The review consists of three columns of print. In paragraph 3, column 1, Mr. Dutton quotes a passage which, except for minor misprints, does come from my book FOR THE NEW INTELLECTUAL. In the next paragraph, Mr. Dutton takes parts of sentences which appear in different parts of my book, but which he puts together, without the customary dots or ellipsis, into a single, embarrassingly unintelligible passage.

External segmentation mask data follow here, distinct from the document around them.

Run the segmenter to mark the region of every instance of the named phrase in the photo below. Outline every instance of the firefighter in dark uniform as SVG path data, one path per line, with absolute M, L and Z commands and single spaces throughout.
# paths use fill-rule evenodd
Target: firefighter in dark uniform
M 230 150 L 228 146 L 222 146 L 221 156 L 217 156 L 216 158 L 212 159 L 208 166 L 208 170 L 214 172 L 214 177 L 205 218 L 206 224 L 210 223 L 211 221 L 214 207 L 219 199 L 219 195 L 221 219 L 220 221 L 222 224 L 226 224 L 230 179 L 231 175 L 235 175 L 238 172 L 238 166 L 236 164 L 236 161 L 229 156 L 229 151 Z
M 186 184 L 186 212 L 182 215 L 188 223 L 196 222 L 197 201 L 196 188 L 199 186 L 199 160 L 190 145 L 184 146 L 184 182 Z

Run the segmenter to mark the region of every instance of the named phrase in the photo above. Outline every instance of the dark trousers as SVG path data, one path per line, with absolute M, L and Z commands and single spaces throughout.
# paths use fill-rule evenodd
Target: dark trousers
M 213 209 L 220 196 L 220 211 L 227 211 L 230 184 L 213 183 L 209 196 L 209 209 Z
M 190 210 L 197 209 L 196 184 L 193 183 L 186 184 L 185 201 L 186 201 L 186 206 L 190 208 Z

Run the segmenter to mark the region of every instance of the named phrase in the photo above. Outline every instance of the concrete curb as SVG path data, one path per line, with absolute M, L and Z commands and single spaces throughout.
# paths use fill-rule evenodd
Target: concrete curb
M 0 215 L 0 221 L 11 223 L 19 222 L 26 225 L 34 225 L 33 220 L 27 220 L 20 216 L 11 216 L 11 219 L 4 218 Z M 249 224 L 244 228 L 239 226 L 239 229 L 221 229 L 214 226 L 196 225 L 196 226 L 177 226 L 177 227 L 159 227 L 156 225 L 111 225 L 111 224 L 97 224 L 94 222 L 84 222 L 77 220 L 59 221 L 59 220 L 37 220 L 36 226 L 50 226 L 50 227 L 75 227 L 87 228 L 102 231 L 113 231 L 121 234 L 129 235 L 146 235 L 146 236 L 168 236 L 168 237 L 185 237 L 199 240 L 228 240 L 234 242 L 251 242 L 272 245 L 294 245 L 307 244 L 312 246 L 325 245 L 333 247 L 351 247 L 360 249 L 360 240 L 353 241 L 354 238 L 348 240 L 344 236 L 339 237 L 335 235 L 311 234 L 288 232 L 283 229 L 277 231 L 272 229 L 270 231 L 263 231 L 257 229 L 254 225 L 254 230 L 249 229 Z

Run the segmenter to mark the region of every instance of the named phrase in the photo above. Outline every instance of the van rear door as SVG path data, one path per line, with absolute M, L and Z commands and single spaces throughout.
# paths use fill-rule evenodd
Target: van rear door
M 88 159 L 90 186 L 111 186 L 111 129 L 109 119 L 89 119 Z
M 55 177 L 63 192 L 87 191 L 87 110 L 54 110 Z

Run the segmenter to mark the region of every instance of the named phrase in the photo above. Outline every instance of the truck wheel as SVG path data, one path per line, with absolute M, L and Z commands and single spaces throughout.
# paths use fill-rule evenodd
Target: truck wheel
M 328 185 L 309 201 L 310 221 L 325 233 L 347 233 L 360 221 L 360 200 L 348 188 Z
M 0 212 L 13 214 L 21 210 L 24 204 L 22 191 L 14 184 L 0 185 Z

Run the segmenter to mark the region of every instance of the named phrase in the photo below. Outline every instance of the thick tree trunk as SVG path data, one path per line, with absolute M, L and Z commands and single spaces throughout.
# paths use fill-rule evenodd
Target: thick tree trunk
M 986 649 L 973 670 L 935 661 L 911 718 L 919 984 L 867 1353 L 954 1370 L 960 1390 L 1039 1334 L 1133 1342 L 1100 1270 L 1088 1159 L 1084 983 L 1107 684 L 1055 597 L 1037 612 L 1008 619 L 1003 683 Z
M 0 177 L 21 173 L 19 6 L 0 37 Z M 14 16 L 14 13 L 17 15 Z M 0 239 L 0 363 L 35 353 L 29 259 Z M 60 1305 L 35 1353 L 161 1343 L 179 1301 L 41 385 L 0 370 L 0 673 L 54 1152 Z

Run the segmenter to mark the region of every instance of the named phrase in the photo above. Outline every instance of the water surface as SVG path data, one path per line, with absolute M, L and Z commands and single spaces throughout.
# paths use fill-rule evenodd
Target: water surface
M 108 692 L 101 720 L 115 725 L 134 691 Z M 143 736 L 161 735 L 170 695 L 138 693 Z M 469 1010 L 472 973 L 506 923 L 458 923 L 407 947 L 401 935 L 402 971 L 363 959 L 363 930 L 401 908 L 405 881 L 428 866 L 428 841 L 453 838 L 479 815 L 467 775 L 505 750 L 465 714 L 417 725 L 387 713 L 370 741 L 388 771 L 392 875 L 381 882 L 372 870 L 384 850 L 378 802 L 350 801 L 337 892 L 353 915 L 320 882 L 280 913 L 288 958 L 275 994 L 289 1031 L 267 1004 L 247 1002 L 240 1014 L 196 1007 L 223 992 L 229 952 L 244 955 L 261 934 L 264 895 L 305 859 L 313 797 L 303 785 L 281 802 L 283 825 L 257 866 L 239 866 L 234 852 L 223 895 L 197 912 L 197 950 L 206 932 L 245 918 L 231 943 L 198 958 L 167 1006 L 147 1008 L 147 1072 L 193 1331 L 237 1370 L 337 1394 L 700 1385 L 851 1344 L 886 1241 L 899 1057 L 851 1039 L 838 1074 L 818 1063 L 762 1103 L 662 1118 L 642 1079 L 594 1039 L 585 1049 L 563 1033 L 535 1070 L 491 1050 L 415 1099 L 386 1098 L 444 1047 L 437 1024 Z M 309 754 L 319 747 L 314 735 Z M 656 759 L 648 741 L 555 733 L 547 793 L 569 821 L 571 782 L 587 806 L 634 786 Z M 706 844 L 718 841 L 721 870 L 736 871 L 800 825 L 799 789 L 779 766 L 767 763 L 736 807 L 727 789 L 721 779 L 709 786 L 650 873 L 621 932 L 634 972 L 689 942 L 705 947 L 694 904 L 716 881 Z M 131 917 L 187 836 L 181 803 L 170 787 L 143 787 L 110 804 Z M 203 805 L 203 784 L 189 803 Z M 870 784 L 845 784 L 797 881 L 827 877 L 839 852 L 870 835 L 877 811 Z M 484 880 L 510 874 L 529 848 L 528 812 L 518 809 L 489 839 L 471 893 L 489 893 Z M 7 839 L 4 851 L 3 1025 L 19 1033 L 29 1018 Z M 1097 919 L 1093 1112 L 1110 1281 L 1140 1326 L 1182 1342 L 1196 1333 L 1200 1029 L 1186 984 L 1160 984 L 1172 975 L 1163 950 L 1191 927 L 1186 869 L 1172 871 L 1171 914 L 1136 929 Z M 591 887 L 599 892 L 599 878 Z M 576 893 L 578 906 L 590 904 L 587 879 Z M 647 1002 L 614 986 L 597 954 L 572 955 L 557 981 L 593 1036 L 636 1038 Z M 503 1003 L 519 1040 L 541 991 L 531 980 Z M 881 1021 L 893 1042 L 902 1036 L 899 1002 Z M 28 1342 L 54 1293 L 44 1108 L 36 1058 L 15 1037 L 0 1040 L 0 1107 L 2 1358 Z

Thereafter, all the passages purporting to be quotations from my book do not contain a single sentence written by me (paragraphs 2,3,4,5 of column 2, and paragraphs 1,2 of column 3) and do not correspond to anything in my book. These passages are not condensations or paraphrases, they are Mr. Dutton’s own editorializing improvisations on political themes, never seen by me before, yet presented in quotation marks. And the intention to pass them off as my words is emphasized by such inserts as “And Ayn Rand asks:” followed by long paragraphs that are not mine and that bear no resemblance to any writing, language or thought-sequence of mine.

[Page 2]

I must state that the appallingly superficial, journalistic character of the ideas which Mr. Dutton attributes to me has no place in a book on philosophy and that my book does not deal with journalistic topics and is not written in journalistic terms. Some of those allegedly quoted passages contain Mr. Dutton’s own applications of my abstract ideas to current events, and some contain the exact opposite of my ideas. What I am primarily concerned with is the fact that Mr. Dutton has permitted himself to paste my name or, in effect, my signature, on his own writing, without my knowledge and permission (a permission I would never grant to anyone) and that his writing is far below the standard I have set for myself.

Since I have always maintained that ideas must be treated with the same scrupulous precision as financial matters or legal documents, and since I take an enormous amount of time, effort and thought on the formulation of my ideas, Mr. Dutton’s action is extremely embarrassing to me and damaging to my professional reputation. In as much as your newspaper is known for its accuracy and reliability, I feel certain that you will want to correct a misrepresentation of that kind.

I wish to state, for the record, that none of the quotations attributed to me in Mr. Dutton’s review are mine (with the exception of the first one, as noted above)—and that they are not my method of approach, nor my level of thinking, nor my kind of writing.



Ayn Rand

P.S. Please print in full.


On June 15, 1961, the newspaper published “With Apologies to Ayn Rand” by John Dutton, which stated: “My column in the May 4 issue was based on Ayn Rand’s book entitled ‘FOR THE NEW INTELLECTUAL: THE PHILOSOPHY OF AYN RAND,’ published by Random House. Owing to the erroneous use of quotation marks in some instances, what were actually the views of this columnist appeared in print as being specific quotations from Miss Rand’s book. This error is particularly to be regretted in light of the fact that in certain socio-economic areas touched on in my column, my own thinking and philosophy is not shared by Miss Rand.”